According to the program, water pollution in the Yangtze River area
will be remarkably reduced within eight years, while most of the
water sources for drinking will be greatly improved.
The program, approved by a team of experts at a meeting in Beijing
Sunday, is the first time 16 provincial administrations along the
waterway have united in a clean-up campaign.
The administrations have worked on their own plans to tackle such
water pollution since the 1980s. The individual campaigns,
sometimes conflicting and regionally biased, often led to dissent
and conflict among different provinces, undermining the water
clean-up campaign as a whole.
This time, the plan is more clearly designed, officials said. It
builds on a comprehensive survey of the drainage disposal ability
and wastewater discharge in different sections along the river.
The plan, for the first time, divides the waterway into four major
sub-areas - the protection zone, buffer zone, exploitation zone and
reserve zone - in terms of major functions of local water
resources.
In
addition, the exploitation zone is also further divided according
to different functions for usage, where water resources are used
respectively for daily life, industry, irrigation, aquatic
cultivation and sightseeing.
Each area can be equipped with different measures of
anti-pollutions, requirements on exploration of water resources and
water quality monitoring.
The river can, therefore, be explored for its economic potential
without being at the expense of water resource contamination.
At
the meeting, experts said the program covers the largest drainage
area, involves the most advanced technologies and, therefore, will
be most effectively implemented.
The Yangtze River, the third largest river in the world and the
longest in China, has long been polluted by industrial and domestic
waste.
The overloaded human activities on the waterway have led to growing
soil erosion, making it vulnerable to floods.
Economic toll is on the rise.

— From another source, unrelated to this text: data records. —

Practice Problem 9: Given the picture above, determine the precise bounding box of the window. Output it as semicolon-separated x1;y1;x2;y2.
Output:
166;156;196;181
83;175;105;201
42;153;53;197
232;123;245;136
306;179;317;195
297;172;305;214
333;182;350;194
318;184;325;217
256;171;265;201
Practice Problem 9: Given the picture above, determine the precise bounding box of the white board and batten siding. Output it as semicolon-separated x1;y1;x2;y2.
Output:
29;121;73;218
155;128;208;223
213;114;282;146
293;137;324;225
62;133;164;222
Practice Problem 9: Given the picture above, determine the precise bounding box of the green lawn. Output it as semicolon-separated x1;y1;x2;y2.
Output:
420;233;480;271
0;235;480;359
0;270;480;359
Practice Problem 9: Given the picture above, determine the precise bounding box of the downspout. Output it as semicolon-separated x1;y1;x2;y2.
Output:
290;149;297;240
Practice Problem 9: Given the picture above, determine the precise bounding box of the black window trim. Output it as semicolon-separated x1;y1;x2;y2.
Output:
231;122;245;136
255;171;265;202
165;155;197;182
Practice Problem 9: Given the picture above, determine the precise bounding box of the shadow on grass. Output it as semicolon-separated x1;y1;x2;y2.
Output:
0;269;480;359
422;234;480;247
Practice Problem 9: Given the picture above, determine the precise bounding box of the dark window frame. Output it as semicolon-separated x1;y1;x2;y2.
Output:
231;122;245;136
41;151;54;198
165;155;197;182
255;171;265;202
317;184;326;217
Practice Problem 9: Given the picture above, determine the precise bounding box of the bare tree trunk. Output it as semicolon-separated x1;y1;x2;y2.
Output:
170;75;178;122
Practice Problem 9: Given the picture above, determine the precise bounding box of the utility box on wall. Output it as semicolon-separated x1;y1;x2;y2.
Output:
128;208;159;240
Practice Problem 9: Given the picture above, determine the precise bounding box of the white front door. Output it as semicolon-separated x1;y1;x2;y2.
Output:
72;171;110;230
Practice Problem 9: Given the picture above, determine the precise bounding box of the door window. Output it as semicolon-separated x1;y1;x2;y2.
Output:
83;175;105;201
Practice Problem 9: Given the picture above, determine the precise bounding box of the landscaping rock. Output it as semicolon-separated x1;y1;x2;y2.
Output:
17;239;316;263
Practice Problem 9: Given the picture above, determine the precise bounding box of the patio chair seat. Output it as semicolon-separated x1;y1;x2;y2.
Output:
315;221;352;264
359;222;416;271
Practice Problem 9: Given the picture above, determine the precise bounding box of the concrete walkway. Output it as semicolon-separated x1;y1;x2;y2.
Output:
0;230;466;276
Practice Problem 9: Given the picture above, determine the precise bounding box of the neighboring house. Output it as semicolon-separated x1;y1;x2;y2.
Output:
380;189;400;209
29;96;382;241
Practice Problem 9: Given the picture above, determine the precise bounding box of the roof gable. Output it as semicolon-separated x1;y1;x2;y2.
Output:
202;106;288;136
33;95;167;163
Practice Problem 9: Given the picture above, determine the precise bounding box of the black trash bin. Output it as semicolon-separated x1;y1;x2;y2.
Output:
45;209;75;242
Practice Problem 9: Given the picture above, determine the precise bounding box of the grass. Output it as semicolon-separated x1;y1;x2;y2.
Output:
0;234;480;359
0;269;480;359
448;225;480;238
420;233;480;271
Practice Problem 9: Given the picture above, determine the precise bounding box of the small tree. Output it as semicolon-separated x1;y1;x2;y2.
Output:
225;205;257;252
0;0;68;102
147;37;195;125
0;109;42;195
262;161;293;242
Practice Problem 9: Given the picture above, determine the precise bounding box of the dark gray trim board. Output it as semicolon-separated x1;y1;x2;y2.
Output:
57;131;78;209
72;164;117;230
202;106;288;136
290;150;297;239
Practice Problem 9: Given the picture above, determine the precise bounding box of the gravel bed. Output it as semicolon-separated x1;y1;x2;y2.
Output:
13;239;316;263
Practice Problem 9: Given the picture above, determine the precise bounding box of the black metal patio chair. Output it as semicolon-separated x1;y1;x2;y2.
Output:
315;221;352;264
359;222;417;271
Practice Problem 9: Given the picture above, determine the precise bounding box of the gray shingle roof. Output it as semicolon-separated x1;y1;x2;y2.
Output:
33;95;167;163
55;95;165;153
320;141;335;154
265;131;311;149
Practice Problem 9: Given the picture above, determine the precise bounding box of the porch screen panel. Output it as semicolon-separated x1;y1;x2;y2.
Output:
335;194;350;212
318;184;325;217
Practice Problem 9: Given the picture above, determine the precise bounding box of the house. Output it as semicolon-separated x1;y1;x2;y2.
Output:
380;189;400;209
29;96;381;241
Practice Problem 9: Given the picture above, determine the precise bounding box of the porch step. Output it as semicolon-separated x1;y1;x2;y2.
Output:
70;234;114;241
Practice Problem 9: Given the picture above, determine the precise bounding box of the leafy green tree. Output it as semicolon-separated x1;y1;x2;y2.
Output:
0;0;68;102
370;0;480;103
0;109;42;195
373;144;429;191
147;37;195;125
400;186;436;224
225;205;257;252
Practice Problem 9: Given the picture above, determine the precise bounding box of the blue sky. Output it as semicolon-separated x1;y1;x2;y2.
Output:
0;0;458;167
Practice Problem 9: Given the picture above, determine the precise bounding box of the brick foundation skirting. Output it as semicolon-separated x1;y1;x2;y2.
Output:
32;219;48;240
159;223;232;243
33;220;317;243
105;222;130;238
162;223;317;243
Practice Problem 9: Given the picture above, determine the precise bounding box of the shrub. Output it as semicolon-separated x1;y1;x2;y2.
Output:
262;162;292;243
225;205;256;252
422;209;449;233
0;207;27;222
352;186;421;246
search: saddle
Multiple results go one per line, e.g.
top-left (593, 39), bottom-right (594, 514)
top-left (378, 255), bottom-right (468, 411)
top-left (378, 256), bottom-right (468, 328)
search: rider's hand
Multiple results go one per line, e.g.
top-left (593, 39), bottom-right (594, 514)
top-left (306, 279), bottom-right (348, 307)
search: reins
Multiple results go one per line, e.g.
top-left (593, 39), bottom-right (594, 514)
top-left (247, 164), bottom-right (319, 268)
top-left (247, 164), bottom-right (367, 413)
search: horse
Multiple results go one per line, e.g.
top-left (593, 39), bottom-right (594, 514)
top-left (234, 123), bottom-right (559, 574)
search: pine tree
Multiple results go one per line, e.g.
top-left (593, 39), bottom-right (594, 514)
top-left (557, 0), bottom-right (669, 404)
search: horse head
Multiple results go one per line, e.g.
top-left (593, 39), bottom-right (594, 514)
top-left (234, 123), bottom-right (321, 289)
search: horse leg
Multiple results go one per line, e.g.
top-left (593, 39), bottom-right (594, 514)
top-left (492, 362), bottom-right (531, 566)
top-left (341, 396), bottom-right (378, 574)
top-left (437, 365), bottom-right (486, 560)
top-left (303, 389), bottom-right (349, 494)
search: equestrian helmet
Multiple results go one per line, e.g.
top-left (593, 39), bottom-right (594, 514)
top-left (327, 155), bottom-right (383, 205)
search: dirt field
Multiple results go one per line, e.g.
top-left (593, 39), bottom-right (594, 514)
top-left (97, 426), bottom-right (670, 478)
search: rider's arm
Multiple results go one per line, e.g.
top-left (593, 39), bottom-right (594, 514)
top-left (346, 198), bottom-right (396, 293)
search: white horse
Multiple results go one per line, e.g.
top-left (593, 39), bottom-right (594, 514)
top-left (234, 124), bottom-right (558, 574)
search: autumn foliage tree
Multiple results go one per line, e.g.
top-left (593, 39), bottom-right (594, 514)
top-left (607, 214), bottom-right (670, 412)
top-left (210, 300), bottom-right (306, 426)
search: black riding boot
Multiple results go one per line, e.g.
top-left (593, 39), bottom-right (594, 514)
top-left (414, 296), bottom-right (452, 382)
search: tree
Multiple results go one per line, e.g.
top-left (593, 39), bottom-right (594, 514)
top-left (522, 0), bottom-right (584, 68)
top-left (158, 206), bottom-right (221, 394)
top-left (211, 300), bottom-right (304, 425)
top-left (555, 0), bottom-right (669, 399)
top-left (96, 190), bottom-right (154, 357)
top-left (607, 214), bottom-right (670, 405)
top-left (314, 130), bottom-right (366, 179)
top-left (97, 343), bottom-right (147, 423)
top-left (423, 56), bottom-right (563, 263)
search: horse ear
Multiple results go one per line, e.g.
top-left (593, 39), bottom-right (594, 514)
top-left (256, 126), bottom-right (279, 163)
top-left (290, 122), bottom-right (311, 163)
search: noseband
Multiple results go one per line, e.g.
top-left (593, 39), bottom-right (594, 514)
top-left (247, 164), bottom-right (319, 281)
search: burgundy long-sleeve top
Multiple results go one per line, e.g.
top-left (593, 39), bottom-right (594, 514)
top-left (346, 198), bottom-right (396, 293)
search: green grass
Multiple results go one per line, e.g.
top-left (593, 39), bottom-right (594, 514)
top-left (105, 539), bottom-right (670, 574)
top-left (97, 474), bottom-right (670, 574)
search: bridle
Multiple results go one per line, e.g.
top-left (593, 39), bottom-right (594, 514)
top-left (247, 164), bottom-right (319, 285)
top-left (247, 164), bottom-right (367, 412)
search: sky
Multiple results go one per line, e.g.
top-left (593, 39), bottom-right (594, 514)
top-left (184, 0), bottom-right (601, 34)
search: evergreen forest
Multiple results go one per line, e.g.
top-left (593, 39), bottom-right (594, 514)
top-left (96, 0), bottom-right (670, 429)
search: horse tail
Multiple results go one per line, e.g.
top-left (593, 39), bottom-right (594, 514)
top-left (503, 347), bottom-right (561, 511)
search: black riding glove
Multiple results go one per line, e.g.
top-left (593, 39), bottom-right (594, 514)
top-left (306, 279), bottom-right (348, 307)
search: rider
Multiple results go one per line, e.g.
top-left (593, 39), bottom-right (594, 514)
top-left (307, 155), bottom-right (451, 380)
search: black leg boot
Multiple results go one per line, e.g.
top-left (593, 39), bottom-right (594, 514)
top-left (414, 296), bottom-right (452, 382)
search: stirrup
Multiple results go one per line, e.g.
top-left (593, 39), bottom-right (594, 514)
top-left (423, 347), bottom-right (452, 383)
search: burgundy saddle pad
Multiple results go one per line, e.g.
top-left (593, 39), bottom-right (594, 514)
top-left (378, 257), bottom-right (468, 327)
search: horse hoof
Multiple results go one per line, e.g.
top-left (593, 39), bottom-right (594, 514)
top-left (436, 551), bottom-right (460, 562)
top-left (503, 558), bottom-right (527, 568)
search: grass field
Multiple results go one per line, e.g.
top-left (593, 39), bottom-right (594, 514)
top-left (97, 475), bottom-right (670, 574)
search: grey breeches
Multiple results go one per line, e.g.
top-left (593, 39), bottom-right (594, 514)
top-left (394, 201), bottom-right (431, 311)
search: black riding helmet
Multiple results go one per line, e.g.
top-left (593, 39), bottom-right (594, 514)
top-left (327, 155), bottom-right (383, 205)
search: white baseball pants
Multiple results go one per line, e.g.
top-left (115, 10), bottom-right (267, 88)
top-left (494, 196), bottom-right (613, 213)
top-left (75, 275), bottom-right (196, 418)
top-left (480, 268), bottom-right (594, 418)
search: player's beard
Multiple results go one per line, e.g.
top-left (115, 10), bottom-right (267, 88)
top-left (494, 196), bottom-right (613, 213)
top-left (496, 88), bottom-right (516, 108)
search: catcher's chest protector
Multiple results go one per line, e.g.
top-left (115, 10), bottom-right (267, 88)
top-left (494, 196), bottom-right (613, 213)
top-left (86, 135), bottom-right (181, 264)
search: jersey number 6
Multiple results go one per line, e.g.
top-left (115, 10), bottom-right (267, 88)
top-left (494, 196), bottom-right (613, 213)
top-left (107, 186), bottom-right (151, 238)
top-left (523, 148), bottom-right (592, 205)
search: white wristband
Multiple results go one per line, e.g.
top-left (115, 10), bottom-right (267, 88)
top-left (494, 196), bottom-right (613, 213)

One prime example was in 1998 when
the river generated one of the worst flood disasters in the nation,
involving 160 billion yuan (US$19.3 billion) in economic
losses.
Experts have warned the growing pollution and water-related
disasters may put a dent on economic growth in such business
epicenters as Shanghai, sitting right at the estuary of the Yangtze
River.
Ning Yuan, director of the Water Resources and Hydropower Designing
Institute under the Ministry of Water Resources, said the program
is the first of its kind to give a general outlook for protecting
water resources within the Yangtze River drainage area as a
whole.
The program suggests further efforts should be made in the fields
of soil and water conservation and river channel improvement, as
well as pollution monitoring and control.
Liu Changming, a member of the Chinese Academy of Sciences, said,
to ensure sound water quality of the Yangtze River is of urgent
importance, as the "south-to-north" water diversion project and
water retaining project at the Three Gorges will soon be
launched.
However, experts said the public should be educated about pollution
and the dangers to the Yangtze River.
One suggestion has been to set up a "Yangtze River Day" in October,
in what would be an annual event for people to relate pollution on
the river with how it affects their lives in China.